"When we recovered our amazement, which seemed to last unduly long, we did not lose any time carrying the mummy through the passage, and hoisting it up the Pit shaft. I went first, to receive it at the top. As I looked down, I saw Mr. Trelawny lift the severed hand and put it in his breast, manifestly to save it from being injured or lost. We left the dead Arabs where they lay. With our ropes we lowered our precious burden to the ground; and then took it to the entrance of the valley where our escort was to wait.
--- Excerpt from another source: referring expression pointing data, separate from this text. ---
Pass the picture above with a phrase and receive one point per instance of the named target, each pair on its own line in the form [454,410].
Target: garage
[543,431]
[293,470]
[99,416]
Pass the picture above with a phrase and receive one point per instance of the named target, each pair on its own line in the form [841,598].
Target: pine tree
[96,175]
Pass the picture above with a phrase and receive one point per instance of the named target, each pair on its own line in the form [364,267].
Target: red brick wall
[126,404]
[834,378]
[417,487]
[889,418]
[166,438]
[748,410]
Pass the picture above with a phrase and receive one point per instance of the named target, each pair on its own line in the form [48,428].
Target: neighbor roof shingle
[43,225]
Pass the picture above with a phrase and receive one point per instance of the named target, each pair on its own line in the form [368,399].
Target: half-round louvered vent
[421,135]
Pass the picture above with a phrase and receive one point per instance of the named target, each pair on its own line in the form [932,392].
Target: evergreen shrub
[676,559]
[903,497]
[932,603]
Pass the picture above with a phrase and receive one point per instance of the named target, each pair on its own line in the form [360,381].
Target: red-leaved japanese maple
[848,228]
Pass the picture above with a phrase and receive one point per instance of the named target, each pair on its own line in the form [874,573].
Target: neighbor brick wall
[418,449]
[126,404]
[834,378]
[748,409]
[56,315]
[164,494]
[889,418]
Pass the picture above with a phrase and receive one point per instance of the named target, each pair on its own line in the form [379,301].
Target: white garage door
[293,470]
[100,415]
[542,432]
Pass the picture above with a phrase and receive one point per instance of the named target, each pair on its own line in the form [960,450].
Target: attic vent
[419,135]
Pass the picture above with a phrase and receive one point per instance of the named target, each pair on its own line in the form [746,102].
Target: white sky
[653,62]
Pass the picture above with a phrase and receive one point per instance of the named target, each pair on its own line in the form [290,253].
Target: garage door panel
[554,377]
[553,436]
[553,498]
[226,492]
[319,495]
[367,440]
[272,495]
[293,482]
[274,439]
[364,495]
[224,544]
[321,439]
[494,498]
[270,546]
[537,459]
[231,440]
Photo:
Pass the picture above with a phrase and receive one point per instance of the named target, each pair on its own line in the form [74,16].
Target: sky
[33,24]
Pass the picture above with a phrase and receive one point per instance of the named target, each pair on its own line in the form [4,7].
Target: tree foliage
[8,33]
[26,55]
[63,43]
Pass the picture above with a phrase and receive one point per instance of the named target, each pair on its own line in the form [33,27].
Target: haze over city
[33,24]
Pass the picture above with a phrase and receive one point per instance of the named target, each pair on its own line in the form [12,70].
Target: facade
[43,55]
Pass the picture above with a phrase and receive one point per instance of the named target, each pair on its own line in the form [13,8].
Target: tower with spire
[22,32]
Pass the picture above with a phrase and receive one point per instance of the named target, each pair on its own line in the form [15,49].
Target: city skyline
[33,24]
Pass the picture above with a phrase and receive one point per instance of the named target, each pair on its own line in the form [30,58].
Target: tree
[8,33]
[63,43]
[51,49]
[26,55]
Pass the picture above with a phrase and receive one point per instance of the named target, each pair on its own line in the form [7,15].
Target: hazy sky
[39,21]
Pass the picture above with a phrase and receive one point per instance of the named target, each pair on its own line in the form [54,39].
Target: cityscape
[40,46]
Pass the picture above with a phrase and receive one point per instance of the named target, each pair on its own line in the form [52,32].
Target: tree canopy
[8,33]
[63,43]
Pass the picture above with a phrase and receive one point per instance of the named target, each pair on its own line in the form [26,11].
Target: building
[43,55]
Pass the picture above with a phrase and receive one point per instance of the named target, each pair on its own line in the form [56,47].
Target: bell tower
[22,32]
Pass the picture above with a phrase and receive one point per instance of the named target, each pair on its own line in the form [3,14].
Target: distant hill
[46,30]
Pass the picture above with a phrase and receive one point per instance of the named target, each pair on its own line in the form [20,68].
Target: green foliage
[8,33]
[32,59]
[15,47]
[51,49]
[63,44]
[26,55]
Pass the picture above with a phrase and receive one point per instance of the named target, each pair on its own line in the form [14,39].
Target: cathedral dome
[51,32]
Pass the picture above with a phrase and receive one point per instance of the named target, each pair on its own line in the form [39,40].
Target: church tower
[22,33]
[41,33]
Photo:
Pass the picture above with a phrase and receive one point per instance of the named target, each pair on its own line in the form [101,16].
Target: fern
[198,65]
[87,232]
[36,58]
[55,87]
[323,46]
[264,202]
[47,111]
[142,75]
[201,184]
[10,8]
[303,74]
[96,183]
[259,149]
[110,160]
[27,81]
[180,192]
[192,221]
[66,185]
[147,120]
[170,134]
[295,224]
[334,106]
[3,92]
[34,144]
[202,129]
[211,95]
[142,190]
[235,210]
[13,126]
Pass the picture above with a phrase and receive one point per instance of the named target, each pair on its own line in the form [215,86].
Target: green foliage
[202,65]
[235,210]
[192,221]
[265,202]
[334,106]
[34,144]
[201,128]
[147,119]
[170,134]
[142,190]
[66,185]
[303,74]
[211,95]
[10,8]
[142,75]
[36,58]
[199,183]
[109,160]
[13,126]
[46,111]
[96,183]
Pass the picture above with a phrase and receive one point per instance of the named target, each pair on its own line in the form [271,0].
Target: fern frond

To our astonishment we found them on the move. When we remonstrated with the Sheik, he answered that he had fulfilled his contract to the letter; he had waited the three days as arranged. I thought that he was lying to cover up his base intention of deserting us; and I found when we compared notes that Trelawny had the same suspicion. It was not till we arrived at Cairo that we found he was correct. It was the 3rd of November 1884 when we entered the Mummy Pit for the second time; we had reason to remember the date.
"We had lost three whole days of our reckoning—out of our lives—whilst we had stood wondering in that chamber of the dead. Was it strange, then, that we had a superstitious feeling with regard to the dead Queen Tera and all belonging to her? Is it any wonder that it rests with us now, with a bewildering sense of some power outside ourselves or our comprehension? Will it be any wonder if it go down to the grave with us at the appointed time? If, indeed, there be any graves for us who have robbed the dead!" He was silent for quite a minute before he went on:
"We got to Cairo all right, and from there to Alexandria, where we were to take ship by the Messagerie service to Marseilles, and go thence by express to London. But
'The best-laid schemes o' mice and men Gang aft agley.'
At Alexandria, Trelawny found waiting a cable stating that Mrs. Trelawny had died in giving birth to a daughter.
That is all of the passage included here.